Opinión

El ciclo del agua en nuestro país

Por: Fernando Cillóniz Benavides

Estamos en abril, entrando a la recta final de la temporada de lluvias. En mayo seguirá lloviendo, pero menos. Y en junio, las lluvias cesarán, y las aguas que discurran por los ríos de la costa serán solamente remanentes. No hay que ser un experto en climatología para conocer el ciclo del agua. Simplemente, hay que tener ojos para ver. Todos los años, de junio a septiembre, los iqueños sufrimos por escasez de agua de lluvias. Efectivamente, en los estiajes nunca llueve.

Por eso, al estiaje le llamamos “temporada seca”. Y así, tal cual como en Ica, el estiaje ocurre en todo el país. Todos los años, de enero a marzo, los iqueños, y los peruanos en general, botamos una enorme cantidad de agua dulce al mar. Me refiero a las abundantes aguas de avenida que discurren por nuestros ríos, a vista y paciencia de toda la población y de nuestras autoridades.

Seamos sinceros, ¡qué poco hacemos por retener, aunque sea, una parte de esas aguas cuando están a nuestro alcance! Y luego, cuando los ríos se secan todos los años en los estiajes, ¡con qué desparpajo nos quejamos por la falta de agua! Es hora de actuar. ¡Basta de quejas y soluciones de escritorio!

Y peor aún, basta de propuestas retrógradas y empobrecedoras como las de CODEHICA y otras instituciones ideologizadas, que proponen limitar el desarrollo de la agroindustria para disminuir la demanda de agua. ¿Acaso no ven el agua en abundancia que tenemos y desperdiciamos en los veranos? ¿Por qué no proponen retenerla, guardarla, infiltrarla en los acuíferos, cualquier cosa que evite que se pierda en el mar, para disponer de ella en los estiajes?

Al revés de lo que propone CODEHICA, hay que construir muchos reservorios, todos los que se puedan para guardar la mayor cantidad de agua posible. Sin embargo, a este respecto, los peruanos hemos vivido equivocados. Siempre dijimos que solo el Estado debía construir los reservorios, y que estos tenían que ser inmensos. “Solo los grandes reservorios estatales, tipo Poechos en Piura, solucionarían el problema de escasez de agua en el país”. Aquellos que cuestan una millonada y, por ende, tardan una eternidad en construirse. Y, mientras tanto, nada de nada.
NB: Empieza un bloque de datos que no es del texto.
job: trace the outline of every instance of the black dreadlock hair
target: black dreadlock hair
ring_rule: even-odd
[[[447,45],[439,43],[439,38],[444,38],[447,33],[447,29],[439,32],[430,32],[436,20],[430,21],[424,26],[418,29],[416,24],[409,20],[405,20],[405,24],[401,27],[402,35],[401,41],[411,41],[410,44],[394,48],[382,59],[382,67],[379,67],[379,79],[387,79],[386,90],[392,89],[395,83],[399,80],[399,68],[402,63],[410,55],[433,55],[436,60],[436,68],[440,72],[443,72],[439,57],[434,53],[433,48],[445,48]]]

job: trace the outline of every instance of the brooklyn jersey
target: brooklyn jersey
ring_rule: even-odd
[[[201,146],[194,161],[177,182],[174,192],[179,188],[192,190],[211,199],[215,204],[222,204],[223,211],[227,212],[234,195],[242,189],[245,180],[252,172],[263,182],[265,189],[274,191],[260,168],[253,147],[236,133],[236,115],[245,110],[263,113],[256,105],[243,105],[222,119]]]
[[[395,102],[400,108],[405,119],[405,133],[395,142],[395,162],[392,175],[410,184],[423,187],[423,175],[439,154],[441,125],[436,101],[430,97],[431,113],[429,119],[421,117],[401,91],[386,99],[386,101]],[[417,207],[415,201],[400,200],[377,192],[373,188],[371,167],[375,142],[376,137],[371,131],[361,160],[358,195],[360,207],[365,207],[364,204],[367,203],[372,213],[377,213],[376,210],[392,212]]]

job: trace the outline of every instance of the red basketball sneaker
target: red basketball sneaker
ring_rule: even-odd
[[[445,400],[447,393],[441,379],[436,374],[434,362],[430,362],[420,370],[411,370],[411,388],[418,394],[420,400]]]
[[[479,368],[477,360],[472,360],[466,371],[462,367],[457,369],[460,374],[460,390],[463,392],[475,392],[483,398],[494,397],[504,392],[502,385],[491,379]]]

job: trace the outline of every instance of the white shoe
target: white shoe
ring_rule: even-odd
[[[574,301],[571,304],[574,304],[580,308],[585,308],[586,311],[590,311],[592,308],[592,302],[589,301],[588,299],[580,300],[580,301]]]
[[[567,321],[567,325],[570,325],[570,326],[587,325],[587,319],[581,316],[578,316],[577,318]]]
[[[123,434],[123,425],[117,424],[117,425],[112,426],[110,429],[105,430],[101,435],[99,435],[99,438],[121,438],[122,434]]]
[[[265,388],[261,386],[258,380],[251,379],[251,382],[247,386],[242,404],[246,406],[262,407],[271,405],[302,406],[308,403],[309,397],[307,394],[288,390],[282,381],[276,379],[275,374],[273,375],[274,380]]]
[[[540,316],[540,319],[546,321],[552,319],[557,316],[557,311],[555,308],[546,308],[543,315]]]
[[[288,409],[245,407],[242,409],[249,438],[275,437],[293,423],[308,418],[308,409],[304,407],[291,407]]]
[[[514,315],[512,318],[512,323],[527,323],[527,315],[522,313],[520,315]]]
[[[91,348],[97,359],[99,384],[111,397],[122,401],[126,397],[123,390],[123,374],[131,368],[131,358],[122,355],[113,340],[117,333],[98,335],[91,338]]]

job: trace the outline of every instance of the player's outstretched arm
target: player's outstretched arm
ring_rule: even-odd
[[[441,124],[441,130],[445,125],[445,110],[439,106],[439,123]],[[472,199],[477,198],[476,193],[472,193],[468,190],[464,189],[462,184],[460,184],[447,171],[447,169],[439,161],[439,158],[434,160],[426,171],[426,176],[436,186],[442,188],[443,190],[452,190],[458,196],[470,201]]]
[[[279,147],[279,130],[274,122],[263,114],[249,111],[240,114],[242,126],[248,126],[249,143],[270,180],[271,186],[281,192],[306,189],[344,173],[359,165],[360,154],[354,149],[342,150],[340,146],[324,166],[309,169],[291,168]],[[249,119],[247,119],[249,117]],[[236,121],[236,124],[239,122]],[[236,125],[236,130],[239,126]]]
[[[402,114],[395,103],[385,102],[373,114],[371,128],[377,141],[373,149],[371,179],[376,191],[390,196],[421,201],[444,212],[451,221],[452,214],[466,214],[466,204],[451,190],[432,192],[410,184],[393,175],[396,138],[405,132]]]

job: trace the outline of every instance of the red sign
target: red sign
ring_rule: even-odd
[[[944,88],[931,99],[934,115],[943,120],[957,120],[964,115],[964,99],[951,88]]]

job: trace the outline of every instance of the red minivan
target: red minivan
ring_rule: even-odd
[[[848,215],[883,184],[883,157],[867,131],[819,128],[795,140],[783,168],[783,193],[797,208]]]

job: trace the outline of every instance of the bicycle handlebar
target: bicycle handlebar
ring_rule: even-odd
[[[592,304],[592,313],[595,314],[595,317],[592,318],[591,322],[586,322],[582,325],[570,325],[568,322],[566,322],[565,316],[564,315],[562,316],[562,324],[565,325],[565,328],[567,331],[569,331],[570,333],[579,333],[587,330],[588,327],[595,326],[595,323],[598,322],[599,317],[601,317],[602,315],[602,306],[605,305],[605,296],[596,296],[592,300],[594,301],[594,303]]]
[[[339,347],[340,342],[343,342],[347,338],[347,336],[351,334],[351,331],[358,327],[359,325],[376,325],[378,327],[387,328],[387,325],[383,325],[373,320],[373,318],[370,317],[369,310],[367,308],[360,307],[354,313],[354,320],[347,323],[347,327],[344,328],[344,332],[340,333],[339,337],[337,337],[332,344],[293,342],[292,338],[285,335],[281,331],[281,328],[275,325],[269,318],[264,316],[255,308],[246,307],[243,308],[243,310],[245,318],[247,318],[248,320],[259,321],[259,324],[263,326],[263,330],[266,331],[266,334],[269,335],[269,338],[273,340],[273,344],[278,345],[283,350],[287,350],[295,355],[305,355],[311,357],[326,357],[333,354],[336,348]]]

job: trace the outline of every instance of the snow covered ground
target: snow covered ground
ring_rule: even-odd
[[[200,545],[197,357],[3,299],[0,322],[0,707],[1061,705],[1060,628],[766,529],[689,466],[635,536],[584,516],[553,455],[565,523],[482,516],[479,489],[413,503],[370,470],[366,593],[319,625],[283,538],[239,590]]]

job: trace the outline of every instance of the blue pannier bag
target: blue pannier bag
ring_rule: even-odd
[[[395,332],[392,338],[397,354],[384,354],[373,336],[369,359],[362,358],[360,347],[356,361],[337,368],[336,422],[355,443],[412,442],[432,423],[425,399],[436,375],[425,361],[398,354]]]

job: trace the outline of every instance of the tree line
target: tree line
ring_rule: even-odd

¡Craso error! Más vale un pequeño reservorio que nada. Inclusive, como los pequeños reservorios son baratos y rápidos de hacer, a la larga es más fácil construir muchos pequeños reservorios, que sumados almacenan una gran cantidad de agua, que invertir en pocos mega reservorios que, en la práctica, nunca se construyen.

En síntesis, las aguas de avenida se pueden almacenar (1) en reservorios superficiales tradicionales y (2) en reservorios subterráneos o acuíferos. Luego tenemos el poder retentivo de los bosques y praderas, los cuales hacen las veces de esponjas enormes capaces de retener humedad en grandes cantidades. Bueno, lejos de preservar los bosques y praderas como hubiera correspondido, los peruanos los hemos depredado a más no poder, sin ninguna consideración ambiental. Terrible. La demanda de leña y carbón de palo, literalmente, ha acabado con nuestros bosques naturales.

¿Qué hacer al respecto? Muy sencillo: replantar bosques, plantar millones de árboles para reforestar todo lo que hemos depredado a lo largo de los últimos años. Y en cuanto al uso del agua, las claves para evitar su desperdicio están en el riego tecnificado. En los centros poblados, redes en buen estado y sistemas de tratamiento de aguas residuales. Y en las casas, “cierra el caño”. Para todo ello, la fórmula secreta se llama “tarifas de agua”. El que consume más, paga más. El que consume menos, paga menos.